The Director-General of the National Communications Authority (NCA), Ing. Edmund Yirenkyi Fianko, has publicly detailed for the first time how the regulator will enforce its tough new call quality rules, revealing that operators will be tested across three consecutive days in specific locations before sanctions are triggered.
Speaking to Bernard Avle on Channel One TV’s The Point of View programme on Monday, Fianko explained that the NCA’s enforcement process would begin with a formal notice requiring operators to fix identified problems, not an immediate fine, but that persistent failures would escalate toward financial penalties sanctioned through the Electronic Communications Tribunal (ECT).
“Our first action is not to fine; our first action is to bring it to your attention and give you time to remedy it,” he said.
The NCA’s revised Quality of Service (QoS) standards, which took effect on February 15, 2026, cut the maximum allowable call drop rate from 3 per cent to below 1 per cent, replacing benchmarks that had been in place since 2004. The new framework also mandates a Call Connection Success Rate (CCSR) above 95 per cent in over 90 per cent of operational cells within any Metropolitan, Municipal and District Assembly (MMDA) nationwide.
Fianko said the NCA would conduct repeat field measurements at the same location over three days to distinguish a network blip from a structural problem before proceeding with sanctions.

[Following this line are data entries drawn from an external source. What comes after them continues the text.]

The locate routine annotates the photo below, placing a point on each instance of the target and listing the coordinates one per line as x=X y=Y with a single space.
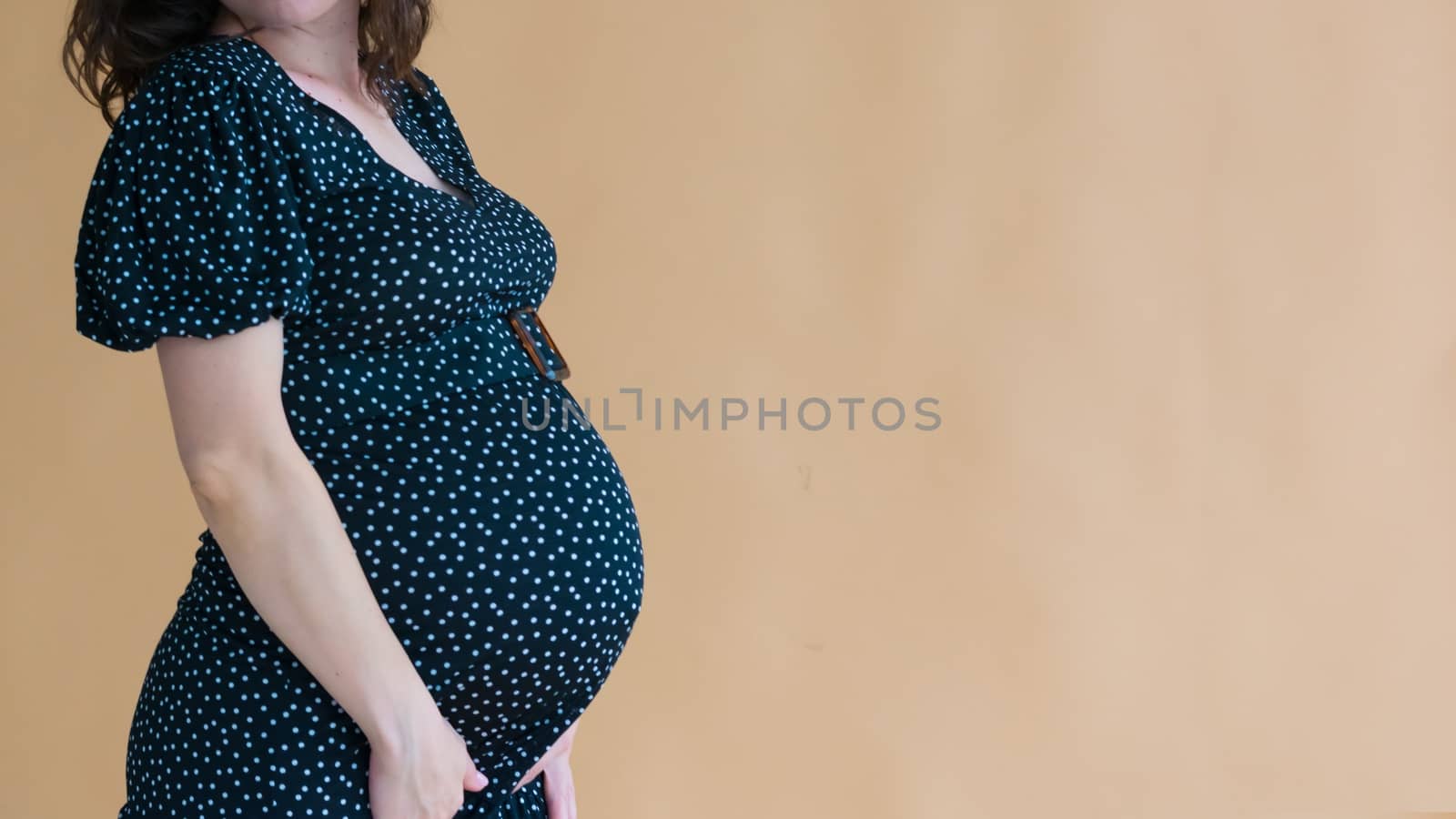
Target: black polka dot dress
x=492 y=523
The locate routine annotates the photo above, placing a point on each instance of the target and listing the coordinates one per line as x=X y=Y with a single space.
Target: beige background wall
x=1179 y=276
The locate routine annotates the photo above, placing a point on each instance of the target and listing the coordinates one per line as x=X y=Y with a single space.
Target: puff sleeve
x=193 y=223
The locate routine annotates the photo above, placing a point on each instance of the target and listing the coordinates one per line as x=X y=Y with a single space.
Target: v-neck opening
x=395 y=120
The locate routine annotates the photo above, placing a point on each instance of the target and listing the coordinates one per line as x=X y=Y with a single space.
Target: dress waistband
x=344 y=389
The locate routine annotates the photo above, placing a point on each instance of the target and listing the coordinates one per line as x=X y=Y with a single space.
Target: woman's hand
x=561 y=790
x=555 y=761
x=422 y=777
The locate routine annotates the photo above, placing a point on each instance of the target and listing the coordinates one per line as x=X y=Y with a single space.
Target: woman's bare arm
x=280 y=532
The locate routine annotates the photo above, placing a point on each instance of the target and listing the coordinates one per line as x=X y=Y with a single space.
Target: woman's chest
x=399 y=261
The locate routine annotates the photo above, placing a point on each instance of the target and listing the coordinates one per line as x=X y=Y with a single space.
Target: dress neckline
x=397 y=118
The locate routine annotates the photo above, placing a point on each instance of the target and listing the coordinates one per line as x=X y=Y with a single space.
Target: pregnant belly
x=506 y=559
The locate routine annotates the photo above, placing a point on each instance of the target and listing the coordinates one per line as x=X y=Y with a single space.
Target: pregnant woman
x=408 y=589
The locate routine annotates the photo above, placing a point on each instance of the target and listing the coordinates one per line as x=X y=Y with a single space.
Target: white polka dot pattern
x=507 y=560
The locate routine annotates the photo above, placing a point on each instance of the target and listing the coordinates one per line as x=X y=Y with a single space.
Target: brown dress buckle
x=531 y=334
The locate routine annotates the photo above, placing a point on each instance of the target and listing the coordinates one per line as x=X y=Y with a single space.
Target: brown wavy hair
x=113 y=46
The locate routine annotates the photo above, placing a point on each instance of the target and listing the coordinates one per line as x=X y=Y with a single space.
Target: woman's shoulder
x=216 y=77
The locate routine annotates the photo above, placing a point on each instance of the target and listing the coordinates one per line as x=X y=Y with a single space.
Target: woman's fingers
x=560 y=790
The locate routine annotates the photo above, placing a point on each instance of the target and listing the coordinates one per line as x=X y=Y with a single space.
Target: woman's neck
x=325 y=48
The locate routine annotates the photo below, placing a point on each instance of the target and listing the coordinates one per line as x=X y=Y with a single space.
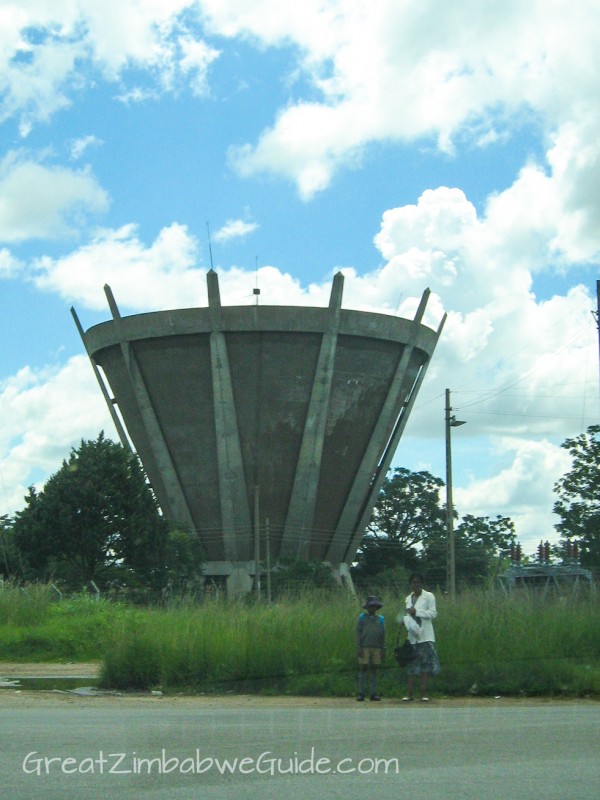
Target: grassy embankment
x=488 y=643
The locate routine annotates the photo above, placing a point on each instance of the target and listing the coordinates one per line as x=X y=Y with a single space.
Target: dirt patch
x=28 y=698
x=12 y=670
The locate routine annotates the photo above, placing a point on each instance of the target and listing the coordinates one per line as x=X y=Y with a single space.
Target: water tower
x=248 y=414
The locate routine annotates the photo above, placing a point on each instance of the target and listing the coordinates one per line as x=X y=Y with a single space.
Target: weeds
x=488 y=643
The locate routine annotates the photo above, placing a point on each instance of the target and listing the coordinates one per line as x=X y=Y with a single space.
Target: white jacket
x=426 y=612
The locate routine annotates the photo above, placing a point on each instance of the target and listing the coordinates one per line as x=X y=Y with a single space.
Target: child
x=370 y=645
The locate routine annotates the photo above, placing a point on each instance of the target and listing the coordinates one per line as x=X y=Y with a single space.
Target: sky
x=411 y=144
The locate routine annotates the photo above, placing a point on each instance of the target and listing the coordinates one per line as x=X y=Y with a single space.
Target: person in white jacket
x=418 y=620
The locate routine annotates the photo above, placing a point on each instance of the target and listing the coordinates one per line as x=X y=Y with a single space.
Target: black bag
x=404 y=654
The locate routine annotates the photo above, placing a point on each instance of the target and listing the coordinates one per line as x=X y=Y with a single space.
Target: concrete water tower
x=242 y=414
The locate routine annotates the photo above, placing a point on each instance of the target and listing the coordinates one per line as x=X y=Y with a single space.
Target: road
x=64 y=747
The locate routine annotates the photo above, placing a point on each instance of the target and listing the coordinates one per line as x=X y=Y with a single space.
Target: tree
x=578 y=504
x=11 y=564
x=95 y=518
x=480 y=546
x=407 y=513
x=293 y=575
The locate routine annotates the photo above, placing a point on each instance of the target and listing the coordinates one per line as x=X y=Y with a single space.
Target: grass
x=488 y=644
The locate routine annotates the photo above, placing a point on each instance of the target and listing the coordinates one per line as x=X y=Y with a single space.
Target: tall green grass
x=36 y=626
x=488 y=644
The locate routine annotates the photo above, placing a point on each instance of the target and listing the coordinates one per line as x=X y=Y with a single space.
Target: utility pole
x=597 y=316
x=268 y=558
x=451 y=422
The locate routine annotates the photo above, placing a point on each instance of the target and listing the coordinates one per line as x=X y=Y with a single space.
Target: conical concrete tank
x=278 y=414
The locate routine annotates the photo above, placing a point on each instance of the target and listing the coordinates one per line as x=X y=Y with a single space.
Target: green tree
x=480 y=546
x=294 y=575
x=408 y=512
x=10 y=559
x=578 y=503
x=95 y=518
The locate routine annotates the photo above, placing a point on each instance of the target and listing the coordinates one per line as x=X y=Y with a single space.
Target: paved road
x=495 y=752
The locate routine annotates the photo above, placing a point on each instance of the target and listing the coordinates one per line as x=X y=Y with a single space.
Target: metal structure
x=547 y=578
x=243 y=414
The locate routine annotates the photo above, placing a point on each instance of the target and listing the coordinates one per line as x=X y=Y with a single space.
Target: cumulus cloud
x=161 y=275
x=45 y=202
x=393 y=75
x=52 y=48
x=523 y=490
x=234 y=229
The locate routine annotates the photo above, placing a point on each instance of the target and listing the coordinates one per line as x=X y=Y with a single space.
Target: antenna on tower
x=256 y=290
x=209 y=245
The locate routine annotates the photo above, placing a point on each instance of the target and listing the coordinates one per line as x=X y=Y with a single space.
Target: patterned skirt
x=426 y=660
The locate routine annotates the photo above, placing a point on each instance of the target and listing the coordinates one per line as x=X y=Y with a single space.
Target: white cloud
x=50 y=49
x=234 y=229
x=163 y=275
x=45 y=202
x=392 y=74
x=523 y=490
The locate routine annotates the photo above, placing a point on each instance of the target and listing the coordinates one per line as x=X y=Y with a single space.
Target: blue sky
x=463 y=156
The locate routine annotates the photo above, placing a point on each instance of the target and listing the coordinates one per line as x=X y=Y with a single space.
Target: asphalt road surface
x=62 y=747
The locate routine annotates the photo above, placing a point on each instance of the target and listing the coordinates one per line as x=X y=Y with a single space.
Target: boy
x=370 y=645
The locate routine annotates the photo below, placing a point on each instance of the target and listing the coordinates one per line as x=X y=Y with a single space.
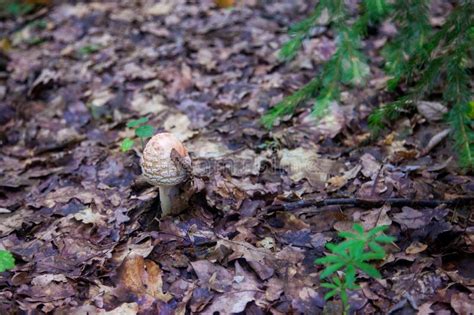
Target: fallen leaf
x=416 y=248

“If we go back to the location and test again for three days and you fail, it means that it’s not just a snapshot; it’s a consistent issue in that locality,” he said.
He acknowledged that fines are embedded in operator licences but cautioned that financial penalties alone do not solve the problem for subscribers.
“If we fine them, the money comes to us, but it doesn’t help the consumer,” Fianko said, adding that the primary objective remains forcing network improvement rather than generating penalty revenue.
The remarks come three weeks after the NCA introduced the new standards and indicated that fines for historical quality breaches were already being prepared for MTN Ghana, Telecel Ghana, and AT Ghana. Communications Minister Samuel Nartey George had earlier pledged that approximately 40 per cent of any fines collected would be returned directly to affected consumers as bonus data or airtime, though it remains unclear whether the incoming sanctions would apply that framework.